Sonra, Emre'nün telefonda dediği şey aklıma geldi. Şöyle demişti;
" Benim, Cemre'nin ve Murat'ın hapis süreleri bitince yanına gelip senden sakladığımız sırrı açıklayacağız.
Bilmemem için o kadar uğraştıktan sonra bunu demesi çok garipti. Çok şaşırmıştım. Onu aradım.
- Alo
- Efendim Asya
- Bana hapis süreleriniz bitince yanıma gelip benden sakladığınız sırrı mı söyleyeceksiniz?
- Evet?
- Bu sırrı bilmemem için o kadar uğraştıktan sonra bunu söylemen sence de garip değil mi?
- Evet Asya. Ama doğru zamanın geldiğini düşünüyorum.
- Çok merak ettim. Polise gidip sizin suçsuz olduğunuzu falan mı söylesem (!)
Espri yapmıştım, zaten böyle bir şeyi asla yapmazdım, çünkü hak ediyorlardı.
- Haha, bu çok iyi olur.
- Espri yaptığımı anlaman iyi oldu şapşal.
- Asya, bu arada beni telefondan sık sık arama, hapis görevlileri kızıyor, zar zor veriyorlar telefonu, vermeleri için yarım saat yalvarıyorum.
- Telefonu neden bu kadar geç açtığın belli oldu. Tamam, çok sık aramam.
- Bu arada, geçen konuşmamızda sesin ağlıyor gibi geliyordu, nedenini söylememiştim. Hadi, anlat şimdi.
- Babam..
Sesim yine ağlamaklı çıkmıştı. Gözlerim dolmuştu.
- Ne oldu babana?
- Buraya geleceği uçak düştü...
- NE!?
- Maalesef öyle..
- Bu konuyu kapatalım,kendini daha çok yıpratmanı istemem.
- Peki.
- Hapishaneden çıkınca sana sırrımızı açıklayacağız, heyecanlı mısın?

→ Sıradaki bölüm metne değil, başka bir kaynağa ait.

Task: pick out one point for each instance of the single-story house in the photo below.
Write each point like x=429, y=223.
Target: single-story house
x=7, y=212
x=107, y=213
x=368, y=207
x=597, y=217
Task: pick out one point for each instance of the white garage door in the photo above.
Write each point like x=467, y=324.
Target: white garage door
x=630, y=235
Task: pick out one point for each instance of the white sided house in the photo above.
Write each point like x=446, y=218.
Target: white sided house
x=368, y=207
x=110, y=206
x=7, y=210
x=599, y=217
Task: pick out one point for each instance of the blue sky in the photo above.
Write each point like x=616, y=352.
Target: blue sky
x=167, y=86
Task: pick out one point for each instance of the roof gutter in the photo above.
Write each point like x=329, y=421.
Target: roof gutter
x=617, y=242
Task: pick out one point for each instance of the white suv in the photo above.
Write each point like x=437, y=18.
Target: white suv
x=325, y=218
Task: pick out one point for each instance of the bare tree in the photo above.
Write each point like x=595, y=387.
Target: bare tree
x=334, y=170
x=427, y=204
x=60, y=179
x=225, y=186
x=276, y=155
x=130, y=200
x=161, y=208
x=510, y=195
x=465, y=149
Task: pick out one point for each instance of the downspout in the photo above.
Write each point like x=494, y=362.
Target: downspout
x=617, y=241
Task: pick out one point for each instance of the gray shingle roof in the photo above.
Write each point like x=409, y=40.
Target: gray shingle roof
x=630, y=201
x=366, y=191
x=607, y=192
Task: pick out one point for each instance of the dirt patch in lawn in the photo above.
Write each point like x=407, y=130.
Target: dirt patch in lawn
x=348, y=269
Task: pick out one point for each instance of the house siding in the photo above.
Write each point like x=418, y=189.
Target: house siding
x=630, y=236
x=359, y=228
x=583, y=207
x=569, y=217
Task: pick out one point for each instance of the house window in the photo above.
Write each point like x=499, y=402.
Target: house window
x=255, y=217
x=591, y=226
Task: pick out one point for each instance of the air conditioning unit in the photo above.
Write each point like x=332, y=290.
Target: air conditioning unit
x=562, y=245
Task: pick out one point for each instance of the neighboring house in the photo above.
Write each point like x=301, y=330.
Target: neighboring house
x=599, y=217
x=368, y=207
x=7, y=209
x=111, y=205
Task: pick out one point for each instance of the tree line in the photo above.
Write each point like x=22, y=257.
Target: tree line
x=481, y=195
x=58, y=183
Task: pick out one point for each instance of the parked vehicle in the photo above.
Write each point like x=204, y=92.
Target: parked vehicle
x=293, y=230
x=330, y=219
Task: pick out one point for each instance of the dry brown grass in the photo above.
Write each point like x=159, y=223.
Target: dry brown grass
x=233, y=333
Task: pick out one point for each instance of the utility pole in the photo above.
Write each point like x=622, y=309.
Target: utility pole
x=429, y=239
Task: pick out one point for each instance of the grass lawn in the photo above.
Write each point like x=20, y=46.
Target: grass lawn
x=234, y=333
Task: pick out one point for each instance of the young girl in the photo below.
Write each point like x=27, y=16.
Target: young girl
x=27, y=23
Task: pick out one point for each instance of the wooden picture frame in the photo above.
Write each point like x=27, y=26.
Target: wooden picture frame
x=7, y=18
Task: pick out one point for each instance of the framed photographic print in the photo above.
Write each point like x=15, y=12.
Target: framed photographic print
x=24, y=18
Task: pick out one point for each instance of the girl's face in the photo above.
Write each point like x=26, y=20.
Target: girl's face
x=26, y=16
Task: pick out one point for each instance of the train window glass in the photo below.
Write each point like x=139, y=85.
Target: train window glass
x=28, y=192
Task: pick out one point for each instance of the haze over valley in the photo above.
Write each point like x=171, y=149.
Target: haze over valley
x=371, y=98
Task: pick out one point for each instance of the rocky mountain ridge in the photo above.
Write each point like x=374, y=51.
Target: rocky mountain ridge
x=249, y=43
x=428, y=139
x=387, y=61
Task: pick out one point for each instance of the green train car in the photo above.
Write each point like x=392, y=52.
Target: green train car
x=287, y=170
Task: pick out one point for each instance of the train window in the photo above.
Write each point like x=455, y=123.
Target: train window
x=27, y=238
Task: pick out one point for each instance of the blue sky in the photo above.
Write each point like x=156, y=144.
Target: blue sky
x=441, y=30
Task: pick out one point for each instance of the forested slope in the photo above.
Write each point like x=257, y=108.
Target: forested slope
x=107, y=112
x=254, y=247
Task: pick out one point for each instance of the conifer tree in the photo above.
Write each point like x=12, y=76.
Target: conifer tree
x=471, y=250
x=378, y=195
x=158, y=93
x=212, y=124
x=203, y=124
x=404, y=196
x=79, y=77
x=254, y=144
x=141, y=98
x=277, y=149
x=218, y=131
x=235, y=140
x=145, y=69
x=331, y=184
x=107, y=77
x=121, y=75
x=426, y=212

Kalbimin daha hızlı attığını hissettim.
- EVET!
- Asya sakin ol, bu kadar bağırmana gerek yok.
Gülerek söylemişti bunu.
- Tamam, haklısın.
- Asya, kapat hadi, hapis görevlisi başladı beni azarlamaya.
Gülerek;
- Tamam, hadi görüşürüz!
- Görüşürüz.
Bu dediği şey, benim için bir ipucuydu. Onlar hapisten çıktıktan sonra, benden sakladıkları sırrı açıklayacaklardı. Buna kendimi hazırlamalıydım. Her şeye karşı hazırlıklı olmalıydım. Bu yüzden bu, benim için bir uyarı gibiydi. Dikkatli olmalıyım.